Charles Atkinson, an Edison resident who owns Tweets Cafe, says the parade almost ceased to be several years back. But local residents expressed a desire for it to continue due to its family-friendly wholesomeness, and it stuck around thanks to the organizing of Edison resident Tony Breckenridge.

The parade paused during the COVID-19 pandemic in 2021, had a smaller, non-publicized occurrence in 2022, and this year returns at full squawk.

large group of people wearing chicken masks at the Edison Chicken Parade
Whether watching or participating, the Edison Chicken Parade is a chance to take part in the small town American spectacle of community and joy Photo credit: Samantha Wohlfeil

And unlike so many other public events these days, the chicken parade refreshingly retains a non-political, non-confrontational, small town American vibe that is nearly impossible to not enjoy.

“It has no controversy,” Atkinson says of the parade. “It’s something to be enjoyed and participate in without any kind of agenda, other than bring your kids and come dressed as chickens.
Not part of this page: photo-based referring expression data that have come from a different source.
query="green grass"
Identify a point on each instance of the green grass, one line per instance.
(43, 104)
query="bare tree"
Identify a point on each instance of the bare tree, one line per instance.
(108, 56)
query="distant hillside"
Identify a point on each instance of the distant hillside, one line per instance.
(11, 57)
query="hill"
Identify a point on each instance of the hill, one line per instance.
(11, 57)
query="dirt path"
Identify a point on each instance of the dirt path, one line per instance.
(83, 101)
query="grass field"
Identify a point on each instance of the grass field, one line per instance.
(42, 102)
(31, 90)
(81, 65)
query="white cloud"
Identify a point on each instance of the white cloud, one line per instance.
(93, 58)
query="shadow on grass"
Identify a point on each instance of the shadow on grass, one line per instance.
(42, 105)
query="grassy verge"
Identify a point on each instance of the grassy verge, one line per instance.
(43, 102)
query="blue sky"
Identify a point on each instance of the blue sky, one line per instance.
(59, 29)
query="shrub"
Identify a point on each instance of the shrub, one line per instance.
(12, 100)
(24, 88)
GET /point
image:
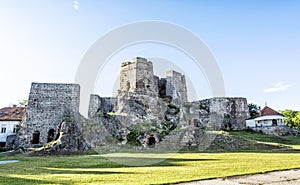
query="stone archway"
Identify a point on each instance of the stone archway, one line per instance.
(274, 122)
(35, 137)
(150, 141)
(50, 135)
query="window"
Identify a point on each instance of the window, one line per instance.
(3, 128)
(15, 128)
(35, 137)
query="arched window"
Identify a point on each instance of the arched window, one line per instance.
(50, 135)
(35, 137)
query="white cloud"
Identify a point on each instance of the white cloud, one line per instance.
(76, 5)
(278, 87)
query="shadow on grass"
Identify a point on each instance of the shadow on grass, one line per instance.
(123, 162)
(17, 180)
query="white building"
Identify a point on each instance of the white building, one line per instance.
(10, 119)
(267, 117)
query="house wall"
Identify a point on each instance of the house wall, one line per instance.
(9, 125)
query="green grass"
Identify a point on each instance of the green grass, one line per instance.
(96, 169)
(158, 168)
(290, 142)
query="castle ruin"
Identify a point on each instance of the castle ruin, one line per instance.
(143, 98)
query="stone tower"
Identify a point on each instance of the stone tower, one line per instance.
(137, 76)
(176, 87)
(52, 113)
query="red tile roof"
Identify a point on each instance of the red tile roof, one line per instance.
(268, 111)
(12, 113)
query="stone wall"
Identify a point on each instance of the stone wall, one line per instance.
(218, 113)
(176, 87)
(48, 103)
(137, 76)
(103, 104)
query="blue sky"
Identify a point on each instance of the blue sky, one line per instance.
(256, 43)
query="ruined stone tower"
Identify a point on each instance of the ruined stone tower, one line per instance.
(52, 113)
(176, 87)
(137, 76)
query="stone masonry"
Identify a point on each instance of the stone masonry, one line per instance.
(218, 113)
(51, 108)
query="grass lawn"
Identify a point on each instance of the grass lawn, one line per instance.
(161, 169)
(180, 167)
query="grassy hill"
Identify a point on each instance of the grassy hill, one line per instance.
(262, 153)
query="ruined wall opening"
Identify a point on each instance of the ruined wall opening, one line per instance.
(140, 84)
(50, 135)
(127, 86)
(35, 137)
(274, 122)
(150, 141)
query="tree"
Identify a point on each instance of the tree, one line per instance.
(290, 117)
(253, 110)
(296, 121)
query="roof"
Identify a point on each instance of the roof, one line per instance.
(267, 111)
(12, 113)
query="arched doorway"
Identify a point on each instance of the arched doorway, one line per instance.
(35, 137)
(274, 122)
(150, 141)
(50, 135)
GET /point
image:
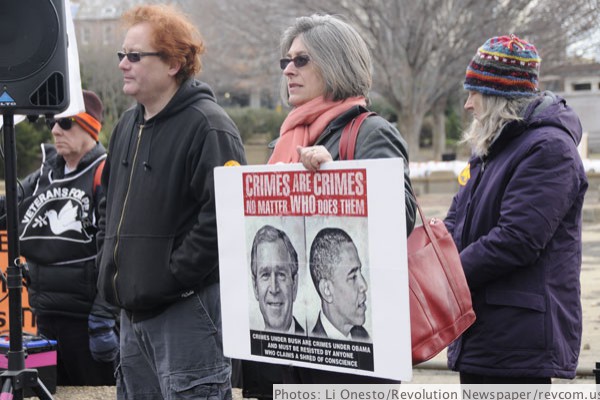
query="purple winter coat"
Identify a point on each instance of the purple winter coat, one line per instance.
(517, 226)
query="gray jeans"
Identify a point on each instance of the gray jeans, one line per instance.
(177, 354)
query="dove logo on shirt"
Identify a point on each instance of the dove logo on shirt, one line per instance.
(58, 213)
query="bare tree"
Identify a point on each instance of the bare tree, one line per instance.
(421, 48)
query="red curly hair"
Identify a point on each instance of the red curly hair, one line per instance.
(174, 36)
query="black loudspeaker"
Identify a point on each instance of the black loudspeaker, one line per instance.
(34, 75)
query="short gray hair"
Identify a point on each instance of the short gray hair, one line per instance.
(497, 113)
(338, 51)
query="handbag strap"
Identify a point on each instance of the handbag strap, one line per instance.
(349, 135)
(441, 257)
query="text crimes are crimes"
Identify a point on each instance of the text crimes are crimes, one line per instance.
(324, 183)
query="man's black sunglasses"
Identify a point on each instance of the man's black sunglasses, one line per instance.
(64, 123)
(135, 56)
(299, 61)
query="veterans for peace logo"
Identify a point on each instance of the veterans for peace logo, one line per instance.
(464, 175)
(58, 213)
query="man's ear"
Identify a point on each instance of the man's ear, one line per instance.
(174, 68)
(295, 288)
(325, 290)
(255, 287)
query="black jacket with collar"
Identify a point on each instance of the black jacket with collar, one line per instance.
(158, 228)
(377, 138)
(57, 223)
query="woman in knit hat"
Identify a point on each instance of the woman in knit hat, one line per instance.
(57, 228)
(516, 221)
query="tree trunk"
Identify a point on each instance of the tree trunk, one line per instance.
(409, 124)
(439, 130)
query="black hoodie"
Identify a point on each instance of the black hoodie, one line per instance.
(158, 233)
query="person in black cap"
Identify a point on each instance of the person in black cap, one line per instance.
(57, 232)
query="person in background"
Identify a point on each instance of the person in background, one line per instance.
(336, 271)
(57, 233)
(327, 75)
(159, 259)
(517, 223)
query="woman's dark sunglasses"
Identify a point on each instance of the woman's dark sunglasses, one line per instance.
(299, 61)
(64, 123)
(135, 56)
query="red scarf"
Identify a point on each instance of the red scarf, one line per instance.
(305, 123)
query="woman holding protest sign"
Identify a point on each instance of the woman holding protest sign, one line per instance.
(327, 74)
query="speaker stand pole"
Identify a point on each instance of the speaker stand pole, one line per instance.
(16, 378)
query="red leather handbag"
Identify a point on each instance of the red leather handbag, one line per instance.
(440, 299)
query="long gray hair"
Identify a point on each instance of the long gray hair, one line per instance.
(339, 52)
(497, 113)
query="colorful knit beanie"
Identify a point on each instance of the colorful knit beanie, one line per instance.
(91, 119)
(504, 66)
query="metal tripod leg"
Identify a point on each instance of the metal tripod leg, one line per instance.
(15, 383)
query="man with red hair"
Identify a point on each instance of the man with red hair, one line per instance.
(159, 260)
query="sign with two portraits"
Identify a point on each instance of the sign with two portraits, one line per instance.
(313, 266)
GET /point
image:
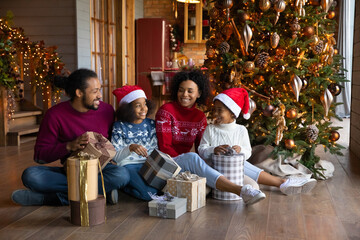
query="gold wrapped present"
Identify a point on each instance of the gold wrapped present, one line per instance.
(82, 169)
(87, 209)
(189, 186)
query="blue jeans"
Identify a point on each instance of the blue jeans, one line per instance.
(252, 171)
(137, 187)
(193, 163)
(44, 179)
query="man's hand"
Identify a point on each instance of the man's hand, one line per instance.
(78, 144)
(138, 149)
(222, 149)
(236, 148)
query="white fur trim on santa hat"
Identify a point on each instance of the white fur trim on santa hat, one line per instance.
(246, 116)
(231, 104)
(133, 96)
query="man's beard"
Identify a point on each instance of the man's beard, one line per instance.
(89, 106)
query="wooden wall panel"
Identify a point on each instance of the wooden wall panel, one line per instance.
(355, 108)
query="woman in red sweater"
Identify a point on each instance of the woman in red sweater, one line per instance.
(180, 125)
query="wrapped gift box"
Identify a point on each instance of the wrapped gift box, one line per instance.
(78, 167)
(191, 187)
(100, 147)
(167, 209)
(158, 168)
(96, 212)
(232, 167)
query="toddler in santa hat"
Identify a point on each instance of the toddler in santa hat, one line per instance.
(226, 134)
(133, 137)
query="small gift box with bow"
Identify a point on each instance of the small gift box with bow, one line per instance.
(158, 168)
(190, 186)
(100, 147)
(232, 167)
(166, 206)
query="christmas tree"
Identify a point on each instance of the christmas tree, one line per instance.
(283, 52)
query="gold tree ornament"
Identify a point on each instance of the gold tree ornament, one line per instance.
(258, 79)
(262, 59)
(326, 100)
(247, 35)
(314, 2)
(264, 5)
(295, 27)
(289, 143)
(331, 14)
(308, 31)
(299, 6)
(243, 16)
(210, 53)
(296, 85)
(214, 13)
(249, 66)
(279, 115)
(274, 40)
(291, 114)
(312, 133)
(326, 4)
(334, 136)
(227, 30)
(279, 7)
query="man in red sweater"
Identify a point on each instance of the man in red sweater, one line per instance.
(62, 131)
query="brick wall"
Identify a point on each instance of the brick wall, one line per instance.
(355, 102)
(164, 9)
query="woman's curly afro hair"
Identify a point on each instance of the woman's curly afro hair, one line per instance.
(198, 77)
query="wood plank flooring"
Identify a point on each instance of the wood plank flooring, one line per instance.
(331, 211)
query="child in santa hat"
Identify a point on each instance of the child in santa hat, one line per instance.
(226, 133)
(134, 137)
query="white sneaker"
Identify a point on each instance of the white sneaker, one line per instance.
(251, 195)
(297, 185)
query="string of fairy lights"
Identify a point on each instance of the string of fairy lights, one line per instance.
(23, 60)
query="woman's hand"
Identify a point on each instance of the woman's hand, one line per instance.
(138, 149)
(78, 144)
(236, 148)
(222, 149)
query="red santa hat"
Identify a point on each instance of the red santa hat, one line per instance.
(237, 100)
(127, 94)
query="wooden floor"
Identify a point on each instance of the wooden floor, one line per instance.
(331, 211)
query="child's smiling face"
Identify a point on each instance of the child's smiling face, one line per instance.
(140, 109)
(222, 114)
(188, 93)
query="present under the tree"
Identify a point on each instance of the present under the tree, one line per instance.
(164, 207)
(232, 167)
(82, 175)
(158, 168)
(87, 208)
(95, 214)
(100, 147)
(190, 186)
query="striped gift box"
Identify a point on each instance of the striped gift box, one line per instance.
(232, 167)
(158, 168)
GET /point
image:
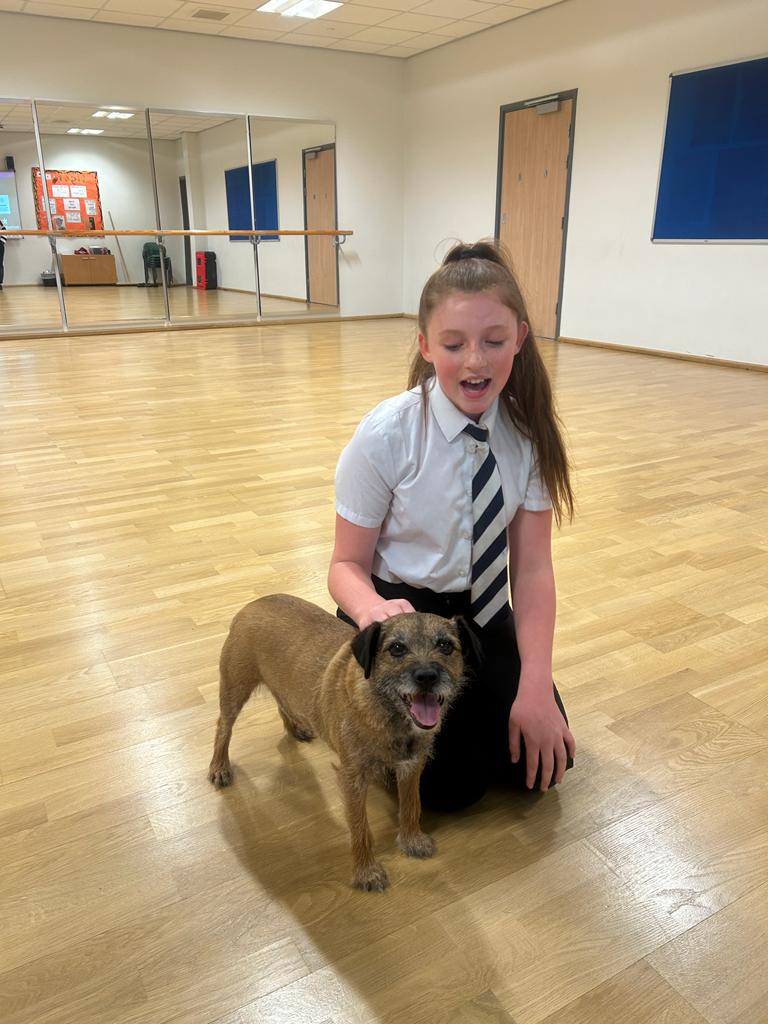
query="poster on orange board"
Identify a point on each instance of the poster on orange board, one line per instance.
(73, 193)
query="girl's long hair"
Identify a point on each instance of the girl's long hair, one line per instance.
(485, 266)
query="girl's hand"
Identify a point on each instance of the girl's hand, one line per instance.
(536, 718)
(384, 609)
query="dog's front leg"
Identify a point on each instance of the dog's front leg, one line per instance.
(411, 839)
(369, 873)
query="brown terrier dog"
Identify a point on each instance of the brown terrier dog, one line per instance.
(377, 697)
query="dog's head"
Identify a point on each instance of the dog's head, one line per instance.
(417, 664)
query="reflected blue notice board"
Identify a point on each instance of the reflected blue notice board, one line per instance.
(714, 180)
(264, 197)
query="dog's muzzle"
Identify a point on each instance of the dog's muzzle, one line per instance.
(424, 706)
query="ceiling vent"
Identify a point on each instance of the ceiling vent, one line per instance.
(211, 15)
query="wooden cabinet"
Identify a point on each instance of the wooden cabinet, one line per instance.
(81, 269)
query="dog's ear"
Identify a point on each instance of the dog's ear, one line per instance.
(470, 641)
(365, 644)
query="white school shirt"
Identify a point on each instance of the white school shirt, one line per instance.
(413, 478)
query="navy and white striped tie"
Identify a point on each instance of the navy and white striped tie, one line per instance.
(488, 595)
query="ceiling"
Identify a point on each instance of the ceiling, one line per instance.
(56, 119)
(391, 28)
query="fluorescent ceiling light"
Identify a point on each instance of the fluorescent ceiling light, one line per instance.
(302, 8)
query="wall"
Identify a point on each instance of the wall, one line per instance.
(124, 185)
(710, 300)
(361, 94)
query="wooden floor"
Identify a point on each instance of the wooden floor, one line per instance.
(28, 307)
(153, 484)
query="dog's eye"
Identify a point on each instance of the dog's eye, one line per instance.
(397, 649)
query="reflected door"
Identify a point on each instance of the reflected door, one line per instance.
(531, 219)
(320, 214)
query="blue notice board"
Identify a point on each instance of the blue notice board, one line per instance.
(264, 197)
(714, 180)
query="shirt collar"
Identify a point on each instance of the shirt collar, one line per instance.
(451, 420)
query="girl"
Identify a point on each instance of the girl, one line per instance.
(448, 492)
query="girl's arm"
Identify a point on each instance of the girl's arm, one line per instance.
(349, 576)
(535, 715)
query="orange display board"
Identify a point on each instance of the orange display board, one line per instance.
(73, 201)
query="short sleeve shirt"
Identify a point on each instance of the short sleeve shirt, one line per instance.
(408, 470)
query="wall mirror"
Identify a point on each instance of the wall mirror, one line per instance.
(98, 176)
(102, 169)
(29, 300)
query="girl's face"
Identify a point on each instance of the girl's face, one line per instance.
(472, 339)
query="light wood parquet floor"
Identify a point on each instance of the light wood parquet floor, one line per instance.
(151, 485)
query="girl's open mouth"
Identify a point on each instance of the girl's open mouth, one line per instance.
(475, 387)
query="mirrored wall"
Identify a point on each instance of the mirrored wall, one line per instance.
(129, 170)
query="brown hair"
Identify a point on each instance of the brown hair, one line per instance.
(485, 266)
Parents can come dressed as chickens. They can bring their chickens. They can dress their chickens up as their parents.”

Even if you dress as a chicken’s greatest arch-nemesis, Atkinson says, you are welcome here.

“You can come as Colonel Sanders,” he says. “There is no problem with that. Chickens are nice but they’re also delicious.”

Attending the Edison Chicken Parade

white chicken eating out of someone's hand with a black background
Live chickens are also part of the parade, whether carried in an owner’s arms or seated atop a vehicle or horse. Photo credit: Samantha Wohlfeil

Parking for the event is limited due to Edison’s small size and parade route closures. The main recommendation is to park at Edison Elementary School and walk the short distance to stand along Cains Court, the street where the parade takes place.

Atkinson recommends coming early, say by 11 a.m., especially if you plan to march in the parade and need extra time to get dressed and staged with other participants. The parade starts around the Old Edison Inn and continues up the street a short distance past Edison’s other local businesses, many of which will be open for business.

Regardless of how you take in the Edison Chicken Festival, Atkinson says only one quality is truly necessary to have a great time: joy.

“Be prepared to be joyful,” he says. “The chickens are an excuse to be proud of where we are and who we are, and share with people who are also loving and kind.”